Not every man is a Sir Galahad.   And no one—man nor woman—should be portrayed (especially comically) as a thug, using unprovoked force to get their way.

And isn’t that what the current anti-bullying campaign has as one of its goals?

Sunday, March 11, 2012

St. Valentine's Day Revisited

Did you guys make it through Valentine’s Day unscathed? It’s safe to look back now from a vantage point of a month.

If you asked Americans to complete the phrase, “Saint Valentine’s Day…” most would likely say “…massacre.” And isn’t it ironic that a day set aside for love is automatically referenced to a violent,  bloody, criminal deed—perhaps the most notorious in our country’s history.

Valentine’s Day is supposed to provoke affection, not anger. That’s why we spend so much time choosing just the right card—we want to make sure that the emotion expressed by the greeting card writer matches that of our own toward our loved one.

So wouldn’t it be better to just write a note of our own—one written from the heart? Our heart. We could tell our lover exactly how we feel. In our own words. That’s what we all should have all done that day; that day that illustrates our respect for and love of our special someone.

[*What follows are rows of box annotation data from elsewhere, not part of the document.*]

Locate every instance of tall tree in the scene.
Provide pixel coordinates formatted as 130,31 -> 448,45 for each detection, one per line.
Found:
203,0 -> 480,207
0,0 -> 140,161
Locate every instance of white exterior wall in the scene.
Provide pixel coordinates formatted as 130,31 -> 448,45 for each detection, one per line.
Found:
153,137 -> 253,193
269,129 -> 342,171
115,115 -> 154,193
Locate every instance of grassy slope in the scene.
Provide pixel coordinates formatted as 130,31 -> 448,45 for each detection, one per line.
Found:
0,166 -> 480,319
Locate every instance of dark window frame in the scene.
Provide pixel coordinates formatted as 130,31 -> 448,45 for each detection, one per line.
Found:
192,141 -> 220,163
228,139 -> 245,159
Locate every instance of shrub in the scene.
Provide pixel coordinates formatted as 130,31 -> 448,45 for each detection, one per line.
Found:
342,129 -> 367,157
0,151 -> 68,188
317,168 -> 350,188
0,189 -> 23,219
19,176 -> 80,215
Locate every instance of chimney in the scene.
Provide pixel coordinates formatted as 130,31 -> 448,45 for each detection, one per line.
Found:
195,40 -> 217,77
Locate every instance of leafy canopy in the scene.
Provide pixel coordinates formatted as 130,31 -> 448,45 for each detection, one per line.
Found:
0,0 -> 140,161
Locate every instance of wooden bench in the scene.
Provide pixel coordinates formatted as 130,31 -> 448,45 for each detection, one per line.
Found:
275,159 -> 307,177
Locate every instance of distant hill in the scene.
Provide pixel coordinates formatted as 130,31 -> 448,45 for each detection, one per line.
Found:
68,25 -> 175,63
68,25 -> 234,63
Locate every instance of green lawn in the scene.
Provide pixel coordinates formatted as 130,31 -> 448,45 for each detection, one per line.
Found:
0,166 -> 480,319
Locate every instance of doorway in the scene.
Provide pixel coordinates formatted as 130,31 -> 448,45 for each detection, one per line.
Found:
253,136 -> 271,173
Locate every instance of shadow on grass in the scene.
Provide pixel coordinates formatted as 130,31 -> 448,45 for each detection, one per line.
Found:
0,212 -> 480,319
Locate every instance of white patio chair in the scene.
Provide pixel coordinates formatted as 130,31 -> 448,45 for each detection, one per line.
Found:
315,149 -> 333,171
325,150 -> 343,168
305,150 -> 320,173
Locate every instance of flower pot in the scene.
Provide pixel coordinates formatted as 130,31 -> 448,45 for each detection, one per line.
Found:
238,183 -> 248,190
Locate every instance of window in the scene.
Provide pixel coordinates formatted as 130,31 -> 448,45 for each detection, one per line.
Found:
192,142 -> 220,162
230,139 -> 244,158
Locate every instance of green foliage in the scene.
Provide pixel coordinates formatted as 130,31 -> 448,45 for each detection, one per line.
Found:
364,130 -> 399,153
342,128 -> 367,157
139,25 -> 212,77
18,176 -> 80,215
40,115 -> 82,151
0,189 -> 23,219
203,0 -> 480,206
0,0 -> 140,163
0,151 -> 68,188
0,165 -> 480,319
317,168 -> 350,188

Of course, that would have been difficult for some to do, given their deficiency in writing skills. I mean, it could be challenging for them to string one coherent word onto another for forty or fifty straight words.

So that’s why God created Hallmark. We didn’t have to write one blessed thought to our beloved on that day, because someone who knows exactly how we feel did it for us. We only had to find out which card they put those thoughts into. That should have taken you only ten or fifteen minutes in the card store.

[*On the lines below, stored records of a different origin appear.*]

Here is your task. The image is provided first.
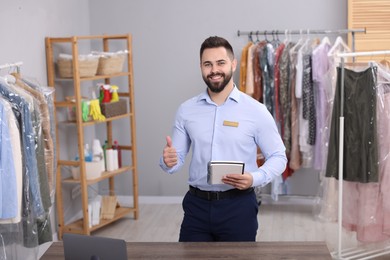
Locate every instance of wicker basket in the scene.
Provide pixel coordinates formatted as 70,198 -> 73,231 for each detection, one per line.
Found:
97,54 -> 125,75
57,54 -> 99,78
100,98 -> 127,118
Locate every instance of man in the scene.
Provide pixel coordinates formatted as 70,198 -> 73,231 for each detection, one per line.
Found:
160,36 -> 287,242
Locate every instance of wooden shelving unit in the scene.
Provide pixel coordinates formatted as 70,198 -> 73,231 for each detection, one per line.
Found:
45,34 -> 139,239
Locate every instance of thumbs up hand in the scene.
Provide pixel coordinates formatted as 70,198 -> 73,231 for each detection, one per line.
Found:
163,136 -> 177,168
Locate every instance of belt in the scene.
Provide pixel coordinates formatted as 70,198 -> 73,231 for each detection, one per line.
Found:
189,186 -> 253,201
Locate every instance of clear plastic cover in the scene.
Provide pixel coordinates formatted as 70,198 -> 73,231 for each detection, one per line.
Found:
314,63 -> 390,249
0,74 -> 55,259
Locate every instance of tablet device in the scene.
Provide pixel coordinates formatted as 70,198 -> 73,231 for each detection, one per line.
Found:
207,161 -> 245,184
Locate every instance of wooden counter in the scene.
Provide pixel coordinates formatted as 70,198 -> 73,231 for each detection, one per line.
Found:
41,242 -> 332,260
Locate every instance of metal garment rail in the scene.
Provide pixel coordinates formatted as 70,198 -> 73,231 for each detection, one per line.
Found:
333,50 -> 390,259
237,28 -> 366,51
0,61 -> 23,72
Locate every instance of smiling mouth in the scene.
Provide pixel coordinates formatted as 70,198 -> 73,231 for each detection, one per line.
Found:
208,73 -> 223,81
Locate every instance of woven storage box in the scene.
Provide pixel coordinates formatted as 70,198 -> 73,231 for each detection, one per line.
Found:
100,99 -> 127,117
97,54 -> 125,75
57,56 -> 99,78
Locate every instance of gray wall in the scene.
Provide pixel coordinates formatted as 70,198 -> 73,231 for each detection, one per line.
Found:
90,0 -> 347,196
0,0 -> 347,196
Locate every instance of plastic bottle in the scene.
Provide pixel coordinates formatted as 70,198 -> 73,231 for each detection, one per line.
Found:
112,140 -> 122,168
84,144 -> 92,162
102,140 -> 108,171
92,139 -> 104,162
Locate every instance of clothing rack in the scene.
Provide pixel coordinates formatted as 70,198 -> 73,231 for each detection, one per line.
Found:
0,61 -> 23,73
237,28 -> 366,51
337,50 -> 390,259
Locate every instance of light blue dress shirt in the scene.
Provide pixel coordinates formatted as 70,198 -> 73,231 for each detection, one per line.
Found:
160,87 -> 287,191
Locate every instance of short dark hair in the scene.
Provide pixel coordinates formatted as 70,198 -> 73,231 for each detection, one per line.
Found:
200,36 -> 234,60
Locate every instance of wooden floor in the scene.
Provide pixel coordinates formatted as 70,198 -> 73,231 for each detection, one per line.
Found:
38,198 -> 390,259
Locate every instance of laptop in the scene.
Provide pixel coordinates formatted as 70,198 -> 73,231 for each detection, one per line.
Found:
62,233 -> 127,260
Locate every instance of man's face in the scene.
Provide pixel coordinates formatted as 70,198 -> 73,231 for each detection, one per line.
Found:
200,47 -> 236,93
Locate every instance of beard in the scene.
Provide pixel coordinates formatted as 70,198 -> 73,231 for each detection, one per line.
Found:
203,71 -> 233,93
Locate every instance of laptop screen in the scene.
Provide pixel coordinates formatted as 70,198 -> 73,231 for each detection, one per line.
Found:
62,233 -> 127,260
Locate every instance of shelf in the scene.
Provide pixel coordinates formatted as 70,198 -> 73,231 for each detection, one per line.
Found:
63,207 -> 136,234
45,34 -> 139,240
58,113 -> 133,126
55,72 -> 130,82
62,166 -> 134,185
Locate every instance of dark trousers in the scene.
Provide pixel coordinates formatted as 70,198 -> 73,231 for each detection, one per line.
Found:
179,191 -> 259,242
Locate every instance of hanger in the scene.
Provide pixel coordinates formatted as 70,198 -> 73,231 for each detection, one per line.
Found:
379,55 -> 390,70
290,29 -> 304,54
328,36 -> 351,56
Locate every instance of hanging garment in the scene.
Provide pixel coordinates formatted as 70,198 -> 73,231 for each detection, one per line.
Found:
245,44 -> 256,96
0,96 -> 23,224
0,97 -> 18,219
326,68 -> 378,183
239,42 -> 253,92
312,37 -> 332,170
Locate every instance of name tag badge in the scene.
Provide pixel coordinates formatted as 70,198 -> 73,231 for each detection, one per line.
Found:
223,120 -> 238,127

Well, maybe a few minutes more, all things considered. First you would have had to drive there, acquire a parking space, bustle through the aisle with the Valentine’s Day cards and find just the right picture on the front of the card (I have found that flower illustrations work best with my wife; puppies and kittens—not so much). And then you’d have to have stood alongside the other non-writers, hoping that you could find what you wanted quickly and cheaply enough.

Yes, cheaply enough. Now please don’t try to convince me that you didn’t turn the card over and check the price before you bought. It’s a standard rule of love and affection that you do not overpay for telling your sweetheart how much she means to you.

After all, wouldn’t a thoughtful woman appreciate that?

Think about that for next year. That is, if there hasn’t been another Saint Valentine’s Day massacre to your relationship.

Al Capone would appreciate the sentiment.